20 Our findings confirm that TNFα alone does not induce hepatocyte apoptosis but, under transcriptional arrest with ActD, leads to sustained JNK activation critical for apoptosis. Interestingly, TNFα also induces early transient JNK activation, which by itself does not directly induce apoptosis but is critical for TNFα-mediated sensitization to FasL-induced apoptosis. Several reports have indicated that JNK modulates the proapoptotic activity of the BH3-only protein Bim by phosphorylation.17, 22, 23 This specific LDE225 cost phosphorylation causes either the release of Bim from its sequestration to the microtubular
dynein motor complex or the stabilization of the Bim protein; both can induce Bax/Bak-dependent apoptosis. However, regulatory phosphorylation of Bim by other kinases such as extracellular signal-regulated kinase can induce the opposite effect and lead to proteasomal degradation and protection from apoptosis.29 Hence, the regulation and outcome of Bim phosphorylation have to be further clarified in hepatocytes through, for example, the identification of the exact phosphorylation sites and the expression of phosphorylation-defective Bim mutants. The role of JNK-mediated Bim phosphorylation in hepatocyte apoptosis has recently been substantiated in vivo.18 The authors showed that lipopolysaccharide/galactosamine-treated mice died because of TNFα-mediated fatal hepatitis and demonstrated that this apoptosis was dependent
on Bid and Bim.
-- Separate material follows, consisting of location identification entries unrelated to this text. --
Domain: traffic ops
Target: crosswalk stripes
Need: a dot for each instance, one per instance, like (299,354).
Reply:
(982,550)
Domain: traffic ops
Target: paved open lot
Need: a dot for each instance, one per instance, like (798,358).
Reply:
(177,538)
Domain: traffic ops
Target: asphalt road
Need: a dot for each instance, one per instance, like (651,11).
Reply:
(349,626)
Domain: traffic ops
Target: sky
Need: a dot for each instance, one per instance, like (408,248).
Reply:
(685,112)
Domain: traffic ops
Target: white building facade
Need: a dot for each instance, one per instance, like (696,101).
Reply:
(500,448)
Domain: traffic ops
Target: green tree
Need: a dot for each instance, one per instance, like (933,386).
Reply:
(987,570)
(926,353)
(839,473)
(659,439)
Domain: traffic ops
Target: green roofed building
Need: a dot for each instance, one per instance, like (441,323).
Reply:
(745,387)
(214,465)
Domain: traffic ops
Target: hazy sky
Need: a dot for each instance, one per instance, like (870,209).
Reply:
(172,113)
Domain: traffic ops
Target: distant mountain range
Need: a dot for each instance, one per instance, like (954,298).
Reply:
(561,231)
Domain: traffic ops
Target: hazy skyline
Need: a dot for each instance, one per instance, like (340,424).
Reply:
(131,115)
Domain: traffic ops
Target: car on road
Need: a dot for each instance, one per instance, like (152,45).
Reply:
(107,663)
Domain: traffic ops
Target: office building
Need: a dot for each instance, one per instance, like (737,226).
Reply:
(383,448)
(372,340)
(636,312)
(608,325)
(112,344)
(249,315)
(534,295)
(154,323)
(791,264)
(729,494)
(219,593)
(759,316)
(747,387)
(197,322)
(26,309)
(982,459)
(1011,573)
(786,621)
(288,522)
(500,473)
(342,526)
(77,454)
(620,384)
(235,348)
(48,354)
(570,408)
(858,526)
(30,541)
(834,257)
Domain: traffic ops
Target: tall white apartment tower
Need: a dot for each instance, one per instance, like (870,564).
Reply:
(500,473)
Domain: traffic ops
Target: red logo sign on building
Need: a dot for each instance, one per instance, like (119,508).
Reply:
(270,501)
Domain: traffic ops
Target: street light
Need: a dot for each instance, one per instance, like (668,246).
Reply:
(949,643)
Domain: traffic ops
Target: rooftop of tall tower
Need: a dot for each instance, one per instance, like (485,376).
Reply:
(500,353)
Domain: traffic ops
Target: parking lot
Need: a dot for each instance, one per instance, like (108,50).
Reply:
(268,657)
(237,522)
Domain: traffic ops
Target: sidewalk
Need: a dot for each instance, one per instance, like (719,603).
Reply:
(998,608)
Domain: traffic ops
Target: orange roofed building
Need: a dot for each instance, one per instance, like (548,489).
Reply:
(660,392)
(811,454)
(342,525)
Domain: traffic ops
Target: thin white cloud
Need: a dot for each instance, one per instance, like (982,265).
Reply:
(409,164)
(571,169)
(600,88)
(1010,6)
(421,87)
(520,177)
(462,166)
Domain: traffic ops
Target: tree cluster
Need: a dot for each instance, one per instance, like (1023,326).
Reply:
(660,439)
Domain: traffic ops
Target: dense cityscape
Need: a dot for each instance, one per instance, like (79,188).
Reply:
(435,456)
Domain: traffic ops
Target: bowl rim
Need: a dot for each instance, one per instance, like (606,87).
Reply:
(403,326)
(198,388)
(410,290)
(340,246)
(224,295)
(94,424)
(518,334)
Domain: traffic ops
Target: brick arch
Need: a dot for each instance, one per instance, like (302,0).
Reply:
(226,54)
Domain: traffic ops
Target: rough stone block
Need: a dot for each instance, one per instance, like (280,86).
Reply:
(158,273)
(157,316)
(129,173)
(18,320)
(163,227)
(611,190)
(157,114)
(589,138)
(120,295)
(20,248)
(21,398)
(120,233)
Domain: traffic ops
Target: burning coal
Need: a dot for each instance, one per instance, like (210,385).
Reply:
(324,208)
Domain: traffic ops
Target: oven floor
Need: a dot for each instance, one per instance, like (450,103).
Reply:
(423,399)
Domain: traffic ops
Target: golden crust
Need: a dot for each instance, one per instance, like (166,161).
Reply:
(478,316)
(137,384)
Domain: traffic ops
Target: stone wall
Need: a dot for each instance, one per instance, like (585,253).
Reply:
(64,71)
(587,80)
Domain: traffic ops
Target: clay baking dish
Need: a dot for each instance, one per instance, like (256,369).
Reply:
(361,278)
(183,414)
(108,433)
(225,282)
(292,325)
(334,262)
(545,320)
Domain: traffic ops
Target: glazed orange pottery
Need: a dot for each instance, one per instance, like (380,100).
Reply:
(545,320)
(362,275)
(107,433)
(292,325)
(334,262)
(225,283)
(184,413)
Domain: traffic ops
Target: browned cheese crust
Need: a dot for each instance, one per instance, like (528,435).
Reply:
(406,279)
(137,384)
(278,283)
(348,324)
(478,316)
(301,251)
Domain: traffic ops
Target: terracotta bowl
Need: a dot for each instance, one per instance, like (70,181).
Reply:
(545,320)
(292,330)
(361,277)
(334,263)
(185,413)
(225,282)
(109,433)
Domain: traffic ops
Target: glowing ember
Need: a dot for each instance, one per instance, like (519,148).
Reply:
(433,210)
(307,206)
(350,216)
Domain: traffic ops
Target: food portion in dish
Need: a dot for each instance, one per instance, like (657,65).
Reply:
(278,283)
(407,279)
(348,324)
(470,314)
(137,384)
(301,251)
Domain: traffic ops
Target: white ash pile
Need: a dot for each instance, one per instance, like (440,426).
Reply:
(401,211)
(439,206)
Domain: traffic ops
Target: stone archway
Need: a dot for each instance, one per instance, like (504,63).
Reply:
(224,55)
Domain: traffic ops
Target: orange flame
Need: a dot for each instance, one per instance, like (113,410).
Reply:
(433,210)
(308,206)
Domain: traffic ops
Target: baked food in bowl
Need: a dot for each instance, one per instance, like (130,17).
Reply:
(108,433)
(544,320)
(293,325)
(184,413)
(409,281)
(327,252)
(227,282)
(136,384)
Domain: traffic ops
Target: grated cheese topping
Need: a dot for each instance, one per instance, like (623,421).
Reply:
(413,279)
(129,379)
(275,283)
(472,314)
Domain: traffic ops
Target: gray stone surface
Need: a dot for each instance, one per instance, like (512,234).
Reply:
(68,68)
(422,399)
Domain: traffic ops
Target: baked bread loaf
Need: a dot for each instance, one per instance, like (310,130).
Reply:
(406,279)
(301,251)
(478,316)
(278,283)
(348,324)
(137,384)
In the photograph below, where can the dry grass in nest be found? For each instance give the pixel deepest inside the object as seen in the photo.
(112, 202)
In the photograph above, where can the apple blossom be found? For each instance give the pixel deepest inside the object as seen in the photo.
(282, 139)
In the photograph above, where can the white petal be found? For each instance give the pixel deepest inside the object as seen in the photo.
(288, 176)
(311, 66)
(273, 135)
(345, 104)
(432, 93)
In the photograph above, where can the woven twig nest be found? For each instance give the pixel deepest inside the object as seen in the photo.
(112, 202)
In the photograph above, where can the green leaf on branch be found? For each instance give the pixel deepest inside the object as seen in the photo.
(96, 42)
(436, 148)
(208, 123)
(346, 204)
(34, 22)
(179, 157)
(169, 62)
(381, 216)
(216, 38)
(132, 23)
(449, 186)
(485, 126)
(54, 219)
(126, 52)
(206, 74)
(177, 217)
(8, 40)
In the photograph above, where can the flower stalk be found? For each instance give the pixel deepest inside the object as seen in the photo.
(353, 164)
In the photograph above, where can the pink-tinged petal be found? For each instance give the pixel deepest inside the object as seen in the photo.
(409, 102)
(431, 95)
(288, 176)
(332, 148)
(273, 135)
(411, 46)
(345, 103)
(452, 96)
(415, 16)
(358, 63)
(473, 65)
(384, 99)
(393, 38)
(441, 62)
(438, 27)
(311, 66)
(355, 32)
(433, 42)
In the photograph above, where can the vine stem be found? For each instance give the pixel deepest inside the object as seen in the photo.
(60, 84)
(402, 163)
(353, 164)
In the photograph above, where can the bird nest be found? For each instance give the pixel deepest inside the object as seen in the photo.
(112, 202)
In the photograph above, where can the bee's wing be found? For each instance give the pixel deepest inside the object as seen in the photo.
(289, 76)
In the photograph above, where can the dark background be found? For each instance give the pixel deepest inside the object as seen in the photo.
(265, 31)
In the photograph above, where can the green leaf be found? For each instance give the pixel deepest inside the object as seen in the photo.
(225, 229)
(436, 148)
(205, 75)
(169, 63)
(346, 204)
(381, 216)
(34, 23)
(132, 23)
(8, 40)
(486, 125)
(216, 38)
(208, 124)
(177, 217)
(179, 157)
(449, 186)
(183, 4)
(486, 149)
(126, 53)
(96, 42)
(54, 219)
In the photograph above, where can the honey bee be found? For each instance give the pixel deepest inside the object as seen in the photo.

Bim was shown to be phosphorylated by JNK and, consequently, redistributed from microtubules to the cytosol; there, it induced apoptosis in cooperation PLX4032 purchase with caspase-8–cleaved tBid. Remarkably, only the loss of both Bid and Bim protected
mice from lipopolysaccharide/galactosamine-induced hepatitis. Similar findings have been observed for TNF-related apoptosis-inducing ligand, which enhances Fas-induced hepatocyte apoptosis and liver damage via activation of the JNK-Bim axis23; this suggests some overlapping effects of different TNF family members. Our results with cultured primary murine hepatocytes support the aforementioned mechanism. TNFα preincubation led to JNK activation, and the inhibition of JNK and the loss of Bim abolished the sensitizing effect; however, FasL-induced apoptosis remained unchanged. In addition, sensitization was mitigated by the loss of Bid. In our study, see more TNFα needs to crosstalk with Fas to exert its apoptosis-sensitizing effect. We recently reported the unexpected finding that in collagen-cultured primary mouse hepatocytes, Fas signaling switches from a type II, Bid-dependent apoptotic signaling pathway to a type I, Bid-independent apoptotic signaling pathway. As shown here, TNFα is obviously able to restore the type II signaling pathway by a so far unknown mechanism. It will be crucial to identify these crosstalk points between TNFα and FasL signaling. Our data suggest that Bim and Bid may be part of these points.